Sorry to Bother You is vaguely futuristic, but so subtly that it could easily be today. The divide between poor and rich is marked, shown through Cash’s daily journey to work, which takes him past homeless slums and glassy skyscrapers alike. The way that media operates and, particularly, the way in which large corporations use the media and “spin” tactics to make themselves look good, is an alarming mirror to our own reality. This is particularly noticeable at one point (which I won’t mention), but also in the way that the media covers the wage protests. The attitudes of police to non-violent protesters is scarily accurate, and reminded me strongly of scenes from the book Anger is a Gift, which I read earlier this year, and was noticeable for its depiction of police brutality.

The film uses the vehicle of “telemarketing” – something we are all familiar with and despise – and applies it to larger ideas. The surprising and hilarious contrast between Cash’s regular voice and his “white voice” starts off as a supposed gag between black men, but quickly becomes emblematic of a much more sinister, casual racism.

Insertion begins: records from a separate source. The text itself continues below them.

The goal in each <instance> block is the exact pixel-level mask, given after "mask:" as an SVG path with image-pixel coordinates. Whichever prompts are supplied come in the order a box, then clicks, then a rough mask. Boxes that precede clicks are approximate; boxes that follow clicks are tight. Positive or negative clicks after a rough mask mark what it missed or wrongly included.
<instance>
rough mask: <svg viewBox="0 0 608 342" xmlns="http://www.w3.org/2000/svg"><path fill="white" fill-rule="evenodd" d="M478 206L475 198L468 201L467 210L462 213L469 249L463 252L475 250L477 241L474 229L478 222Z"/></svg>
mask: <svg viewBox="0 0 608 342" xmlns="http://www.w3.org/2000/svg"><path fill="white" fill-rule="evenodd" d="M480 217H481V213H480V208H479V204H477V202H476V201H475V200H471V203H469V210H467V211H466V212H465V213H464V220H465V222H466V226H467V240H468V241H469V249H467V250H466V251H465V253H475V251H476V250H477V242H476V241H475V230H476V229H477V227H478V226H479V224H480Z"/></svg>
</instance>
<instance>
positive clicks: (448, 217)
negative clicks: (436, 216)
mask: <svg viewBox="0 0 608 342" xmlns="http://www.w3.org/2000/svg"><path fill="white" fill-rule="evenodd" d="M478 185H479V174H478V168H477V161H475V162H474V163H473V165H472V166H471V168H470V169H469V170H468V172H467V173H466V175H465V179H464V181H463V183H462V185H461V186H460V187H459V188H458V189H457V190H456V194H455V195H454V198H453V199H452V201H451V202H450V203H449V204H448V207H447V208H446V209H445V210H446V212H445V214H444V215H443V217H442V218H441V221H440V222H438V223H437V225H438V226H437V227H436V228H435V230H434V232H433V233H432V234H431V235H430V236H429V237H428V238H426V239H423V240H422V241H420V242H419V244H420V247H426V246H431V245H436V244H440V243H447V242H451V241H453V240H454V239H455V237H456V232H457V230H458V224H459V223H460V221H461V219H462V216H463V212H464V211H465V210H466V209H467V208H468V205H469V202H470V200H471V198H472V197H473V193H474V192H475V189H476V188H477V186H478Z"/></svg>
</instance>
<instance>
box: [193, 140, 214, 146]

Boots Riley, Jermaine Fowler, Tessa Thompson, and Lakeith Stanfield in Sorry to Bother You (2018)
only, like, three people in this movie are white, and it’s amazing

On a lighter note, Tessa Thompson is in this movie and, frankly, I am a bisexual wreck. She plays an artist who uses her work as political commentary, even if some of that is oddly obscure – in one scene of performance art she invites people to throw items, including water-balloons full of blood, at her. Her character also wears some of the most fantastic earrings I have ever seen, and I want to know where I can purchase any/all of them. Armie Hammer is also absolutely fantastic in his role of eerily familiar megalomanic CEO “Steve Lift,” displaying a carefree attitude to money and human life both.

tessa.png

It was hard to tell what was real and what was pure fever-dream with this movie. Sorry to Bother You makes you think it is going to be one thing and then turns out to very much be something else, in a strongly visceral way. It punches you in the face and then lingers in the back of your head, so that you can do nothing but think about it in the smallest hours of the morning. I could write chapters about different scenes and themes, but to do that in any kind of detail would be to give everything away, and this really is a film that needs to be experienced rather than simply talked about. Unfortunately in Australia Sorry to Bother You is only available to see at a very few cinemas, but if you can get to a showing, then go, your brain might explode, but it will be worth it.